Federal Reserve Credibility and Reputation in Historical Perspective
Introduction
The Federal Reserve and many other central banks have achieved remarkable credibility in the two decades preceding the financial crisis of 2007-2008. Central bank credibility has gone through a pendulum in the past century and a half. It was high under the gold standard before World War I and in the 1920s, declined dramatically in the middle of the twentieth century and then was restored in the 1980s. The recent good performance in many countries was enhanced by the adoption of inflation targeting. The recent financial crisis and the call for central bankers to focus more on financial stability and especially the tools of macro prudential regulation may pose significant challenges for central banks to preserve their credibility in the future.

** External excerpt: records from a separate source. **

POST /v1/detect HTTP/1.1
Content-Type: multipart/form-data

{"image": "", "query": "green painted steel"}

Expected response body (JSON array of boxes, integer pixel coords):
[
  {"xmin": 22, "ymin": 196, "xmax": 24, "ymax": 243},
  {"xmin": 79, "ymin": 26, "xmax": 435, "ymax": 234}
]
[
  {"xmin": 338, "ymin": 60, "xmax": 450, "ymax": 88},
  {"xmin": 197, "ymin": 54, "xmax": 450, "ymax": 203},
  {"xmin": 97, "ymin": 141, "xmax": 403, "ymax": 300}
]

I define central bank credibility as a commitment to follow well-articulated and transparent rules and policy goals. Credibility is directly tied to performance “Credibility depends on the history of policy making and the behavior of the policy institution” (Brunner 1983). Following my work with Pierre Siklos (Bordo and Siklos 2014) I interpret credibility in terms of inflation performance. Credibility is a flow variable that changes as observed inflation is seen to deviate from a time-varying objective. Credibility also affects a central bank’s reputation, which can be viewed as a stock variable. “It takes many good deeds to build a good reputation, and only one bad one to lose it” (Benjamin Franklin).
Credibility builds trust in institutions and helps weather crises. It helps markets and the public discern the actual policies being followed. The key determinants of credibility are the monetary regime in place and institutional factors such as the mandate of the central bank, its autonomy with respect of the government and the governance of the institution.
Bordo and Siklos (2014) argue that a central bank is deemed credible when it delivers, subject to a random error, the implied inflation rate objective conditional on the monetary regime in place. We derive the inflation objective using a Taylor Rule and we adjust it for the type of policy instrument used in different monetary regimes: the interest rate, a monetary aggregate and the exchange rate.
The history of central bank credibility is tied up with the history of policy regimes.
In Bordo and Siklos (2014) we compare credibility in three broadly defined regimes: a) the gold standard which includes the pre 1914 classical gold standard and the 1920s gold exchange standard; b) the Bretton Woods era which includes the years when the U.S. indirectly adhered to the pegged price of gold nominal anchor and the period after when the golden anchor was raised leading to the Great Inflation; c) the recent fiat money regime with the primacy of low inflation. As a measure of the evolution of credibility across regimes Figure 1 shows the pattern of expected and observed inflation for 10 countries for each regime. As can be seen the figure reveals a pendulum pattern. Credibility was high in the gold standard era, considerably less so in the Bretton Woods era and then back to the pattern of the gold standard under the current regime with primacy for low inflation.